I think an important distinction between small and large business needs is being glossed over. In particular I am thinking of the lack of "great" options for small businesses who need the same level of dependability that the large companies demand but lack the time, resources or knowledge to deal with hosting thier own exchange server. That leaves small business considering a shared hosted environment. On face value this looks like a good deal but its not terribly cost affective if you are in that 1-8 email users band. Add to this the fact there seems to be no hosting services that provide a "superior" experience if you believe the reviews posted randomly on the internet. This leaves the small shops to go back to looking at web email solutions, which just doesn't provide the features that many small businesses want or something like google apps which provides a lot of value for what it costs. It may not be what you want, assuming you want an Outlook experience, but it easily fits your "needs" at an attractive price and it has numerous productivity hooks such as being possible to integrate with salesforce (not unlike outlook).

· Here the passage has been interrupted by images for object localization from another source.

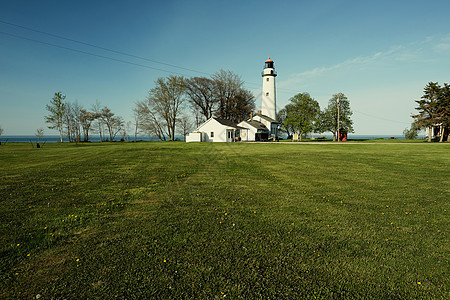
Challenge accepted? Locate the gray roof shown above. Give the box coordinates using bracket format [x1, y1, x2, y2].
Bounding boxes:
[244, 120, 269, 131]
[254, 113, 280, 123]
[214, 118, 246, 130]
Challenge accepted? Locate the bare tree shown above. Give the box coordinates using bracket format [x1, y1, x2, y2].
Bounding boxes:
[100, 106, 123, 142]
[132, 102, 145, 142]
[135, 100, 166, 141]
[35, 128, 44, 147]
[185, 77, 218, 120]
[91, 100, 104, 142]
[145, 76, 187, 141]
[80, 109, 96, 142]
[177, 114, 194, 141]
[212, 70, 255, 123]
[121, 121, 131, 142]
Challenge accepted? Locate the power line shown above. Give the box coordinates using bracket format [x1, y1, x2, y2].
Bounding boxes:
[353, 109, 411, 124]
[0, 19, 211, 76]
[0, 19, 301, 94]
[0, 31, 189, 76]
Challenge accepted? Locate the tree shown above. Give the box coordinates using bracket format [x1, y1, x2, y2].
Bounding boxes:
[91, 100, 104, 142]
[45, 92, 65, 142]
[436, 83, 450, 142]
[145, 75, 187, 141]
[100, 106, 123, 142]
[403, 122, 420, 139]
[413, 82, 441, 142]
[185, 77, 218, 121]
[212, 70, 255, 123]
[177, 114, 194, 141]
[132, 103, 145, 142]
[35, 128, 44, 147]
[62, 101, 82, 143]
[0, 125, 4, 145]
[277, 107, 294, 138]
[283, 93, 320, 141]
[135, 100, 166, 141]
[79, 109, 96, 142]
[319, 93, 354, 141]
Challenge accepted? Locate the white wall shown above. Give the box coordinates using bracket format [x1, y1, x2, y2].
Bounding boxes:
[237, 121, 256, 141]
[262, 71, 277, 120]
[197, 119, 228, 142]
[186, 132, 202, 142]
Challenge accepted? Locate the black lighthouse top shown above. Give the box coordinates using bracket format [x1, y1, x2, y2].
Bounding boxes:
[264, 57, 274, 69]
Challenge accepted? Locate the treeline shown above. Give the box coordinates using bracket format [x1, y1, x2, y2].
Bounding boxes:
[45, 70, 255, 142]
[45, 92, 125, 143]
[278, 92, 354, 141]
[406, 82, 450, 142]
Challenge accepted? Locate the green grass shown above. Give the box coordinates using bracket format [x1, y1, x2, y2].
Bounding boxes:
[1, 142, 449, 299]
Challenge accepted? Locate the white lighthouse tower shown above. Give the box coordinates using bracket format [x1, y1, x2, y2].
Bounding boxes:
[261, 57, 277, 121]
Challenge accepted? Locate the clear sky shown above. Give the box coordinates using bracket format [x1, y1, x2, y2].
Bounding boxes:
[1, 0, 450, 135]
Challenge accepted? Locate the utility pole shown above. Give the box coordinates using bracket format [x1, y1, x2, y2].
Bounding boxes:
[337, 94, 340, 142]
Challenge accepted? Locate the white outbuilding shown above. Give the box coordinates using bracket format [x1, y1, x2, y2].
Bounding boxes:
[186, 117, 245, 143]
[237, 119, 269, 141]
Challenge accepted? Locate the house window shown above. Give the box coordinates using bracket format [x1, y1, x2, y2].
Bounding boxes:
[210, 132, 214, 137]
[265, 92, 269, 96]
[266, 78, 269, 82]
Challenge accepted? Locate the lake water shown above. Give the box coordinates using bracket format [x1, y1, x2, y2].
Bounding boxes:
[0, 135, 180, 143]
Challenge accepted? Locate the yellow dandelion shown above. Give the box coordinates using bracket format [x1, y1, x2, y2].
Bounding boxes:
[44, 226, 47, 229]
[16, 243, 20, 246]
[76, 258, 80, 262]
[163, 259, 166, 263]
[417, 281, 421, 285]
[27, 253, 30, 257]
[15, 272, 19, 276]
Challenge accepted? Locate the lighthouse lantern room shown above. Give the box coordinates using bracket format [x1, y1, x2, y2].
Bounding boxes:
[261, 57, 277, 121]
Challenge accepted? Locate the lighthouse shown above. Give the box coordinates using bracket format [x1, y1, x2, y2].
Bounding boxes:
[261, 57, 277, 121]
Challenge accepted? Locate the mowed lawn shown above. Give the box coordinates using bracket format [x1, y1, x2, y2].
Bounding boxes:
[1, 142, 448, 299]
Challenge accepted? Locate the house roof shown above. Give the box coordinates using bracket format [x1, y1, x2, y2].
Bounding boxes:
[196, 117, 246, 131]
[243, 120, 269, 131]
[254, 113, 280, 123]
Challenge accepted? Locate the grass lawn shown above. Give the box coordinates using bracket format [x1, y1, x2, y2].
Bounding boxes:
[1, 142, 448, 299]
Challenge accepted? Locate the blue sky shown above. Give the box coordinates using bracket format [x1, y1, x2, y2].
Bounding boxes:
[1, 0, 450, 135]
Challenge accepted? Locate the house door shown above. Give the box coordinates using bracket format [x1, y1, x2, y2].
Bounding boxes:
[227, 130, 234, 142]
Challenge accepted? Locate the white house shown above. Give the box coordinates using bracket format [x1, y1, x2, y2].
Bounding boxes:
[252, 112, 279, 139]
[237, 119, 269, 141]
[186, 118, 245, 143]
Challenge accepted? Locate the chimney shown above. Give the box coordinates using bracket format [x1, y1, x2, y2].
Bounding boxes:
[257, 110, 262, 115]
[250, 111, 253, 120]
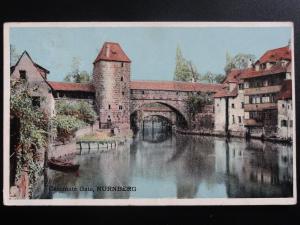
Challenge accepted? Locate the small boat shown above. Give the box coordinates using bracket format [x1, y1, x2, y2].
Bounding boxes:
[48, 158, 80, 172]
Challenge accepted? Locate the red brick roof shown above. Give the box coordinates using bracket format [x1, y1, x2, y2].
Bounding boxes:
[94, 42, 131, 64]
[130, 80, 224, 92]
[278, 79, 292, 100]
[239, 64, 288, 79]
[257, 46, 291, 64]
[48, 81, 95, 92]
[214, 86, 238, 98]
[223, 69, 243, 83]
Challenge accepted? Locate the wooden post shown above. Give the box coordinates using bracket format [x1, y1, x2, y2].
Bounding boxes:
[88, 142, 91, 153]
[79, 142, 82, 155]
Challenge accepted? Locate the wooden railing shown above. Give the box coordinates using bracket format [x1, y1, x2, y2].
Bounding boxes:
[244, 85, 281, 96]
[244, 103, 277, 111]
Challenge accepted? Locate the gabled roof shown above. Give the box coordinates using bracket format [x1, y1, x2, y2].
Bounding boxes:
[94, 42, 131, 64]
[256, 46, 291, 64]
[239, 64, 288, 79]
[11, 51, 50, 75]
[223, 69, 243, 83]
[48, 81, 95, 93]
[130, 80, 224, 92]
[278, 79, 292, 100]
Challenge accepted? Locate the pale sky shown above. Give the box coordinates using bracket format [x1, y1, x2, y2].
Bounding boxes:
[10, 26, 292, 81]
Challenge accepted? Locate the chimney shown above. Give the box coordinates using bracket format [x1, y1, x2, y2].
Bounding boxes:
[106, 44, 110, 58]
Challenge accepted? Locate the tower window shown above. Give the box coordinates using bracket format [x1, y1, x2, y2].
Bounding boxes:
[122, 91, 125, 96]
[108, 104, 111, 110]
[19, 70, 27, 80]
[232, 115, 235, 124]
[232, 103, 235, 108]
[121, 76, 123, 81]
[119, 105, 123, 110]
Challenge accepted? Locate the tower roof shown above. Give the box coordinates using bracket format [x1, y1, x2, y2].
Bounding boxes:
[93, 42, 131, 64]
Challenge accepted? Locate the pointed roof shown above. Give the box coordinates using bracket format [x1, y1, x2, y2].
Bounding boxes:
[93, 42, 131, 64]
[11, 51, 50, 75]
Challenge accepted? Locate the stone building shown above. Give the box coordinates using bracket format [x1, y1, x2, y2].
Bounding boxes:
[214, 43, 293, 141]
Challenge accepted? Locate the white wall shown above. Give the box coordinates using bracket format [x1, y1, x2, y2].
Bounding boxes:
[277, 99, 293, 140]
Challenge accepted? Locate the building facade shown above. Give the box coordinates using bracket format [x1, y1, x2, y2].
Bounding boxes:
[214, 44, 293, 141]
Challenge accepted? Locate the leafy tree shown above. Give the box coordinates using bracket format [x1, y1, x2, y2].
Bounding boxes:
[224, 52, 256, 74]
[10, 80, 49, 196]
[174, 46, 200, 82]
[185, 92, 212, 120]
[200, 72, 226, 84]
[214, 74, 226, 83]
[64, 57, 91, 83]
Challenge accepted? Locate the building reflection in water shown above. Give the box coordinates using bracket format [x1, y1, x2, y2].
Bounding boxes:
[47, 121, 293, 199]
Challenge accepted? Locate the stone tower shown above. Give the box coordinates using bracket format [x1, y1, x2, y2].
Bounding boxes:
[93, 42, 131, 132]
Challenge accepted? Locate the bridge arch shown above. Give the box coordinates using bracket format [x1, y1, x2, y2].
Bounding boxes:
[130, 100, 189, 131]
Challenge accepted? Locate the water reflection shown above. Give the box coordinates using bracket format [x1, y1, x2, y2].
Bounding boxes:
[46, 124, 293, 199]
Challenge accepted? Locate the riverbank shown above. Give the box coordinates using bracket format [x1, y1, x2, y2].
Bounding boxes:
[175, 128, 293, 145]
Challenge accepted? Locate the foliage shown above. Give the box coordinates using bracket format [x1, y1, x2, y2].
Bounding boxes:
[53, 100, 97, 142]
[224, 52, 256, 74]
[10, 80, 48, 194]
[185, 92, 212, 119]
[64, 57, 91, 83]
[52, 115, 86, 143]
[55, 100, 97, 124]
[174, 46, 200, 82]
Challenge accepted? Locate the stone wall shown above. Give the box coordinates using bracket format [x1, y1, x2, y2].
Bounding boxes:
[214, 97, 226, 135]
[277, 99, 293, 140]
[93, 61, 130, 132]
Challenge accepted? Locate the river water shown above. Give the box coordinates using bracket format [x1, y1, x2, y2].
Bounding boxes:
[46, 122, 293, 199]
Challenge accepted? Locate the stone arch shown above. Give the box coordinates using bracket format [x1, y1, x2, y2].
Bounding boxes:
[130, 100, 189, 129]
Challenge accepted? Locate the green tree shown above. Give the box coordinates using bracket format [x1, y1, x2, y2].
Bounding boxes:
[64, 57, 91, 83]
[185, 92, 212, 121]
[174, 46, 200, 82]
[10, 80, 49, 196]
[224, 52, 256, 74]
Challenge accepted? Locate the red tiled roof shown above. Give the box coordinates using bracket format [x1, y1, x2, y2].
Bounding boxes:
[214, 86, 238, 98]
[239, 64, 288, 79]
[257, 46, 291, 64]
[48, 81, 95, 92]
[130, 80, 224, 92]
[223, 69, 243, 83]
[278, 79, 292, 100]
[94, 42, 131, 64]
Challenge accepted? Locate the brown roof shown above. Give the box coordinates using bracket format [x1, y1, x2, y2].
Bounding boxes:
[257, 46, 291, 64]
[214, 86, 238, 98]
[278, 79, 292, 100]
[223, 69, 243, 83]
[130, 80, 224, 92]
[94, 42, 131, 64]
[239, 64, 288, 79]
[48, 81, 95, 92]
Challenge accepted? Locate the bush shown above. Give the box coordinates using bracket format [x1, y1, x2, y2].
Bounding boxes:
[52, 115, 86, 143]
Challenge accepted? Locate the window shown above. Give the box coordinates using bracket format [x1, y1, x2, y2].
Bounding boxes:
[108, 104, 111, 110]
[288, 105, 290, 109]
[282, 104, 285, 108]
[121, 76, 123, 81]
[232, 115, 235, 124]
[290, 120, 293, 127]
[119, 105, 123, 110]
[281, 120, 287, 127]
[121, 62, 124, 67]
[238, 116, 242, 123]
[241, 102, 244, 109]
[32, 97, 40, 107]
[142, 90, 145, 94]
[19, 70, 27, 80]
[232, 103, 235, 108]
[239, 83, 244, 90]
[217, 104, 219, 107]
[122, 91, 125, 96]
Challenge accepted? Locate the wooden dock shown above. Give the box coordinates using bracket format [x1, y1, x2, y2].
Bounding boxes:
[76, 140, 118, 155]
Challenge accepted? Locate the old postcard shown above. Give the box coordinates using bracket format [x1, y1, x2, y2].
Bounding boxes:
[3, 22, 296, 205]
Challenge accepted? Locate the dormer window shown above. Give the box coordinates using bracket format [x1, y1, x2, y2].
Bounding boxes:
[19, 70, 27, 80]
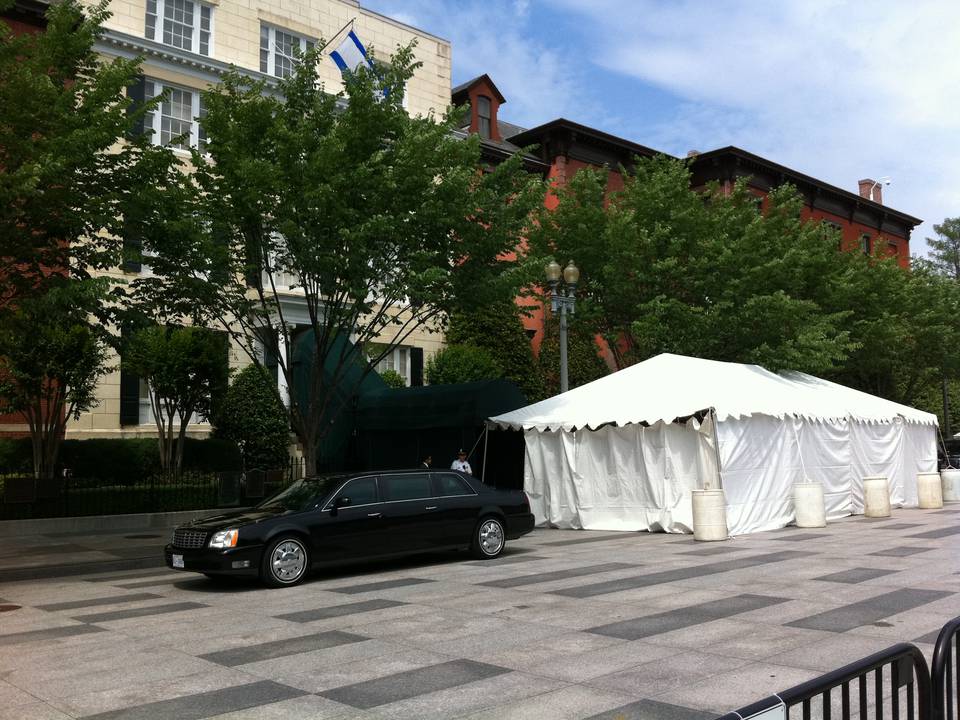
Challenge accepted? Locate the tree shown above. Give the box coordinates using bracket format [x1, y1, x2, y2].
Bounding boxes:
[123, 326, 229, 475]
[445, 302, 545, 400]
[0, 281, 111, 479]
[425, 345, 501, 385]
[531, 157, 855, 375]
[926, 217, 960, 280]
[133, 44, 543, 474]
[215, 364, 290, 470]
[0, 0, 167, 309]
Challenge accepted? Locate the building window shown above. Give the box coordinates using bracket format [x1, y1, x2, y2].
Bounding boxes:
[820, 220, 843, 248]
[139, 378, 206, 426]
[143, 79, 206, 151]
[260, 24, 314, 78]
[860, 233, 872, 255]
[374, 346, 410, 385]
[476, 95, 491, 139]
[145, 0, 212, 56]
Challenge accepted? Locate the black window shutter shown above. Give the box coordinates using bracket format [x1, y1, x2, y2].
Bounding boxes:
[126, 75, 146, 139]
[263, 333, 279, 384]
[119, 368, 141, 426]
[410, 347, 424, 387]
[123, 234, 142, 274]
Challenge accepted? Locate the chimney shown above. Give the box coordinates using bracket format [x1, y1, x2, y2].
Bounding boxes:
[858, 178, 883, 205]
[686, 149, 700, 158]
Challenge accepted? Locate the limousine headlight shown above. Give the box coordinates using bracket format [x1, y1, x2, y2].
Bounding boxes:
[209, 529, 239, 549]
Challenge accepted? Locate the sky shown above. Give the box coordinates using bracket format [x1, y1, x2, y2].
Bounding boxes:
[362, 0, 960, 256]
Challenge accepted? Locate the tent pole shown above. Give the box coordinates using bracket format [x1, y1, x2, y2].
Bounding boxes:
[481, 424, 489, 486]
[709, 407, 723, 490]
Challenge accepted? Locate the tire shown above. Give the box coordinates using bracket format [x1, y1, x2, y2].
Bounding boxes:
[471, 516, 505, 559]
[260, 535, 310, 587]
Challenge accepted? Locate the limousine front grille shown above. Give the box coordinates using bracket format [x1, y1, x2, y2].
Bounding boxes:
[172, 528, 208, 549]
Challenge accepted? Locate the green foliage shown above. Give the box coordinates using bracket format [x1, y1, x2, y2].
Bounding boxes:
[214, 364, 290, 470]
[425, 345, 501, 385]
[132, 41, 544, 474]
[445, 303, 545, 400]
[0, 280, 113, 478]
[925, 217, 960, 280]
[378, 369, 407, 389]
[0, 0, 172, 305]
[123, 326, 229, 474]
[539, 314, 610, 395]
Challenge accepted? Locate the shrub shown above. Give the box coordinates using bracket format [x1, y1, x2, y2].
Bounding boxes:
[378, 368, 406, 389]
[540, 314, 609, 395]
[425, 344, 501, 385]
[214, 364, 290, 470]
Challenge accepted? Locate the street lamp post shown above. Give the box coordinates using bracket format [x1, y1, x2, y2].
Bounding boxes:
[545, 259, 580, 393]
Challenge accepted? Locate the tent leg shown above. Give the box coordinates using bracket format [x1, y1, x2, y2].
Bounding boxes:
[481, 425, 489, 486]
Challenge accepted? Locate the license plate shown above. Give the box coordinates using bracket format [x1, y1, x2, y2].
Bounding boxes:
[172, 554, 184, 569]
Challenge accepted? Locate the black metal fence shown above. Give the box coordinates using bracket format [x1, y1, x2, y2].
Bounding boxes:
[933, 617, 960, 720]
[0, 459, 306, 520]
[717, 616, 960, 719]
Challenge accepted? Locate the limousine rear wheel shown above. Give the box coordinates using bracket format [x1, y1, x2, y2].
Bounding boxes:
[261, 535, 310, 587]
[471, 516, 505, 559]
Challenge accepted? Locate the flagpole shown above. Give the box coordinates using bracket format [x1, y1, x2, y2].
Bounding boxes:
[316, 17, 356, 55]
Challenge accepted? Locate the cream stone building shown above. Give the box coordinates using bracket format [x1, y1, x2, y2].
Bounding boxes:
[66, 0, 451, 440]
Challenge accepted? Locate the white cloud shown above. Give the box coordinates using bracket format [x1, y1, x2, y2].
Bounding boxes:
[551, 0, 960, 251]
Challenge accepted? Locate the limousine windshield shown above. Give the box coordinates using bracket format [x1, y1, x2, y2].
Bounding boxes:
[256, 475, 348, 513]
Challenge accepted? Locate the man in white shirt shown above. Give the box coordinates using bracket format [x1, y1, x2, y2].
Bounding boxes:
[450, 449, 472, 475]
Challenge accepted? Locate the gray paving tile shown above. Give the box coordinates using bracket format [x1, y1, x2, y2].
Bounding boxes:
[79, 680, 305, 720]
[769, 532, 829, 541]
[464, 553, 548, 566]
[0, 557, 164, 583]
[110, 578, 181, 589]
[478, 562, 636, 588]
[72, 601, 207, 624]
[907, 526, 960, 539]
[35, 593, 163, 612]
[319, 659, 509, 709]
[0, 543, 90, 558]
[275, 599, 406, 623]
[869, 545, 932, 557]
[872, 523, 922, 530]
[586, 698, 716, 720]
[199, 630, 367, 667]
[85, 569, 179, 583]
[814, 567, 899, 584]
[787, 588, 953, 632]
[587, 594, 789, 640]
[329, 578, 434, 594]
[552, 551, 807, 599]
[915, 628, 942, 644]
[544, 533, 640, 546]
[0, 623, 105, 646]
[678, 546, 742, 556]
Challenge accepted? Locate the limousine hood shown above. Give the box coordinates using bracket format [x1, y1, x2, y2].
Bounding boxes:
[185, 508, 283, 530]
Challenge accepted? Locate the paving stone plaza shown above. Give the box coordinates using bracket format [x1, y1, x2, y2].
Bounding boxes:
[0, 507, 958, 719]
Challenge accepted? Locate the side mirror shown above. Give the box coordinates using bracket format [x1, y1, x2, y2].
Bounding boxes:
[333, 496, 351, 509]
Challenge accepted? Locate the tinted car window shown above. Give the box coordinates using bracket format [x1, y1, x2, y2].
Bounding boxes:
[380, 473, 431, 501]
[257, 475, 348, 512]
[339, 476, 378, 506]
[433, 473, 473, 497]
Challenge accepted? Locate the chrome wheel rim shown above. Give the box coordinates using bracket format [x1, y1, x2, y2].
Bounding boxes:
[271, 540, 306, 582]
[478, 519, 504, 556]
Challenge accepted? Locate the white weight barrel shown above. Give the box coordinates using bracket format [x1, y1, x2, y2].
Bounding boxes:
[692, 489, 728, 541]
[793, 482, 826, 527]
[917, 472, 943, 509]
[942, 469, 960, 503]
[863, 476, 891, 518]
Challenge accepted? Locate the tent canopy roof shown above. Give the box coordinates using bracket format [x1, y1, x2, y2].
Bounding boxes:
[488, 353, 937, 431]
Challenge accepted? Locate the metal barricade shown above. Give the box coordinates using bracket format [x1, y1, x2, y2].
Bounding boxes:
[717, 643, 932, 720]
[933, 617, 960, 720]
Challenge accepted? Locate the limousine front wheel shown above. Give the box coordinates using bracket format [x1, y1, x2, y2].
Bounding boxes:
[471, 517, 505, 559]
[261, 535, 310, 587]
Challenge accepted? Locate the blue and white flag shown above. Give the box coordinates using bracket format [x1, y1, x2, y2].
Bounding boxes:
[329, 29, 375, 76]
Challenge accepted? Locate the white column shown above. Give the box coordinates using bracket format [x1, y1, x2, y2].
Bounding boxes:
[277, 329, 290, 408]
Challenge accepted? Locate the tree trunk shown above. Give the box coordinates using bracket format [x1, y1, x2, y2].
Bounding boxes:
[174, 412, 188, 477]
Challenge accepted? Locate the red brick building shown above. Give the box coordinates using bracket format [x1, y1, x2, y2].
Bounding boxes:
[452, 74, 921, 355]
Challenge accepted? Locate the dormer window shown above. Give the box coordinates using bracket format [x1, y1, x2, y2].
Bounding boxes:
[477, 95, 492, 139]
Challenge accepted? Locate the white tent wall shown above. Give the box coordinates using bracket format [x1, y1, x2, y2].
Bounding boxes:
[523, 419, 714, 532]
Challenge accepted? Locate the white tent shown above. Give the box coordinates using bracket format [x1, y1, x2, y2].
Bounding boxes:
[488, 353, 937, 536]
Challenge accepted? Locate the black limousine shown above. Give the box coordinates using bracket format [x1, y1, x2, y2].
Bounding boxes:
[165, 469, 535, 587]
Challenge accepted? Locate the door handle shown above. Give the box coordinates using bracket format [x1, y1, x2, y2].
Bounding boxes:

Fri, Apr 9, 2010 Leonid S. Knyshov Silicon Valley

Microsoft needs to focus more on educating the customer base on the advanced features of Office 2010. As Office consultant, I constantly see questions from customers asking about alternatives and whether Google Apps is right for them. I know the true value of Office applications, but most people do not have the slightest idea of what they can do beyond the basics. Google Apps offers those basics. Microsoft needs to spend its marketing dollars to highlight the "beyond-the-basics" functionality that ultimately increases productivity and profits for the business. They are making at least one substantial blunder already with the 2010 release. BCM is a product they can't decide what to do with - previously unavailable to volume customers (in fact, it was available, but that was well-hidden). Now - exclusively available only to volume customers. End result - looming PR nightmare when 2007 customers will try to upgrade.

Tue, Mar 30, 2010 lm home

hey, you're soooooo right, like in politics, according to your vision, google like the republican party of NO'ers,is the only company that has any usefull products and whose services are the only viable services anyone can and needs to use. Microsoft is this HUGE MONOPOLISTICE GOOD FOR NOTHING company and as such we need to goverment to break it up or better yet destroy it. yeah...)

Tue, Mar 30, 2010 Leland Holmquest

I can't wait for the release of Office 2010. My work is tightly coupled to SharePoint and Team Foundation Server 2010. Therefore, there is no productivity suite that can even compare to Office. Additionally, when you couple Unified Communications via OCS, I don't know how anyone can even think of making the comparison. Now, certainly, if known of that means anything to you, then Google Apps is probably worth a look. And I don't believe that Microsoft should lose any sleep. Just my thoughts.